Predicting length of stay at the post anesthesia care unit using machine learning and identifying associated risk factors using local explanation models
PhD project
within the Industrial Doctoral School at Umeå university
The purpose of the project is to improve the current situation regarding increased healthcare queues within emergency and planned surgery, and to optimise postoperative care by predicting the expected treatment time at the postoperative care unit (PACU) at the University Hospital of northern Sweden.
In Sweden, postoperative care is a prerequisite for planned surgery to be carried out. The resources within postoperative care therefore affect the flow through of patients and can create a potential bottleneck if not utilised correctly. By predicting surgery times and postoperative treatment times using machine learning (ML), current resources can be distributed in the most optimal way, increasing the throughput of patients and streamlining healthcare queues.
Today, the planning of postoperative care is carried out manually. Planning is based on patient data collected before the planned surgery. The data contains specific information about each individual patient, and it is up to the staff at PACU to interpret the information and estimate how much resources each patient requires.
Since treatment time can depend on several underlying factors, the interpretation of data can become complicated and difficult to manage. Therefore, a ML model is advocated to find these relationships and patterns in underlying data that contribute to treatment times. The model will be used as decision support in the planning stage of postoperative care and the underlying decisions must therefore be explainable to such an extent that all decision-makers, independently of each other, can come to the same interpretation.

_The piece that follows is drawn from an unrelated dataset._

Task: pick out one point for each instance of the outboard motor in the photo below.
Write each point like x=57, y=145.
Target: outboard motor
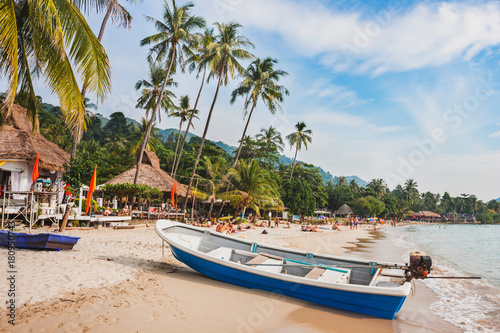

The goal is to create a predictive decision support system using ML, and to use Local Explanation Methods (LEM’s) to create explainable decisions in the form of individual risk factors for each intended patient. An essential part of having explainable decisions within clinical environments is to create acceptance and trust for ML-methods, allowing for integration within these environments. The project thus contributes to technical development within a heavily burdened field through resource optimization and ultimately increased societal benefit in the form of reduced healthcare queues.